Título Consistent production of high-performance latexes.

Consistent production of hight-performance latexes

On-line Monitoring

Increasing demands on product quality and consistency require increasing efforts to control the polymerization reactors. Reaction control strategies rely on both efficient on-line sensors and state estimation and filtering techniques. The lack of robust, rapid and reliable on-line sensors is retarding the implementation of feedback control strategies in polymerization reactors. The development of on-line sensors for emulsion polymerization reactors is a long-standing project in our labs. We developed on-line sampling equipment that was able to automatically inject a latex sample into a gas chromatograph. The system was able to handle 55% solids latexes and has been used to monitor individual monomer conversion in emulsion co- and terpolymerizations. Also, the consumption of chain transfer agent was monitored on-line. More recently, significant efforts have been devoted to use reaction calorimetry as on-line sensor. This technique is easily applicable to large-scale reactors. The use of reaction calorimetry in lab-scale reactors is tricky because of the large heat losses associated with small reactors. For this purpose we use a 2 L RC1 Mettler-Toledo reaction calorimeter. Homemade software has been developed so that an accurate measurement of the polymerization heat is available on-line (the commercial unit only gets this information at the end of the process) allowing on-line control of the process.
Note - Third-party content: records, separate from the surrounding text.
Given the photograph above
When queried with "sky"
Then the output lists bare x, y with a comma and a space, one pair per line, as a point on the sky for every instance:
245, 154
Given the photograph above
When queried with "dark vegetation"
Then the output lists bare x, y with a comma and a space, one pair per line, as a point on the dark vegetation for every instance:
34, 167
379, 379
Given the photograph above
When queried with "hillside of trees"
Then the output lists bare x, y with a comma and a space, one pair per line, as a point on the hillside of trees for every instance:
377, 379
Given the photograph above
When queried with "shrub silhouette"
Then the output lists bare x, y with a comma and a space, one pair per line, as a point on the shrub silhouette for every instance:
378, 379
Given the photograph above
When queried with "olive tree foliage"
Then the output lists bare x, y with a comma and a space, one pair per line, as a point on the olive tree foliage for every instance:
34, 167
In addition, state estimators (soft-sensors) have been developed to infer the properties not directly measured by the sensor (e.g., co and terpolymer composition, monomer and CTA concentrations, MWD, ...). Ongoing research  deals with the combination of spectroscopic sensors and reaction calorimetry through advanced chemometrics. A FT-Raman probe installed in the RC1 calorimeter is being used to monitor several emulsion polymerization processes including all acrylic formulations. Soft-sensors for particle morphology will also be considered.

 

On-line Control of Emulsion Polymerization Reactors.
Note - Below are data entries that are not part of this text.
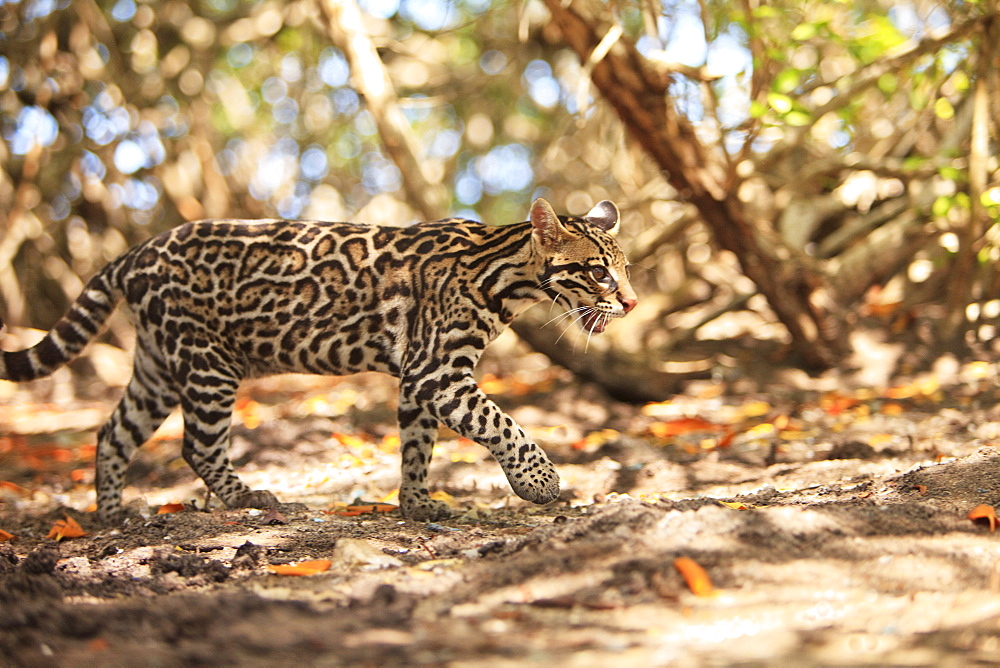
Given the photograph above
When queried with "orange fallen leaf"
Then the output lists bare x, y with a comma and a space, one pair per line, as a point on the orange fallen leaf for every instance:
695, 576
170, 508
735, 505
984, 512
14, 487
302, 568
682, 426
67, 528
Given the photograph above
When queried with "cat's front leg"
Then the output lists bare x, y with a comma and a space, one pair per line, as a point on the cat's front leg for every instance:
457, 401
417, 433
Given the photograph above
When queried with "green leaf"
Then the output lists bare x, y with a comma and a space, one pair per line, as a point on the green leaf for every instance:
804, 31
786, 81
960, 80
780, 103
951, 173
941, 206
943, 109
990, 196
888, 83
798, 118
On-line control is a way to achieve maximum production of polymers of improved and consistent quality under safe conditions. For a number of years we have developed on-line control strategies for emulsion polymerization reactors. Using these strategies, we are able to produce consistently linear co and terpolymers of the desired composition (both homogeneous and variable) and MWD (from minimum polydispersity, PI=2, to broad and bimodal distributions). The control strategies account for heat removal limitations and include safety safeguards. Strategies for on-line control of the microstructure structure of nonlinear polymers are under investigation. Other challenges for the next future will be the on-line control of particle morphology and particle size distribution.

 

Scale-up

Scale-up of emulsion polymerization formulations is challenging because differences in both heat removal and flow pattern characteristics lead to variations in the properties of the latex produced in the large-scale reactor as compared with the latex obtained in the lab. Heat removal affects mainly productivity and the projects dealing with this topic are described below. The changes in properties observed during scale-up are mostly due to differences in mixing characteristics. Emulsion polymerization in stirred tank reactors depends on mixing (agitation) in several ways. Agitation determines the emulsification of the monomers and affects the transport of the reactants to the polymerization loci (polymer particles). Agitation also affects the blending time, which is critical to distribute homogeneously the entering flow streams in the reactor. Because polymerization is highly exothermic, an efficient agitation is required to ensure a uniform temperature throughout the reactor and to maximize the heat removal rate. Agitation can also have a deleterious effect as it can promote coagulation. Mixing characteristics may be widely varied during scale-up, therefore, it is not surprising that product performance is affected by scale-up. The usual way of dealing with this problem is to fine-tune the formulation through trials in reactors of increasing volume. However, this is expensive and time-consuming. This project is aimed at developing a model-assisted scale-up methodology that minimizes the need of trials in reactors of increasing volume with the corresponding savings in time and costs. A combination of a mesoscopic model for the effect of agitation on latex properties with a macroscopic model for the flow pattern in the large-scale reactor obtained by computational fluid dynamics (CFD) is being used in this project.  An extensive investigation on the effect of agitation on polymerization rate, copolymer composition, molecular weight distribution and particle size distribution for several emulsion polymerization systems has been recently carried out at lab scale. Monomers of different water-solubility (styrene, styrene-butyl acrylate, vinyl acetate-VeoVa10, and vinyl acetate-butyl acrylate) and sparingly water-soluble chain transfer agents were used. A mesoscopic mathematical model is currently being implemented combined with CFD calculations of industrial reactors.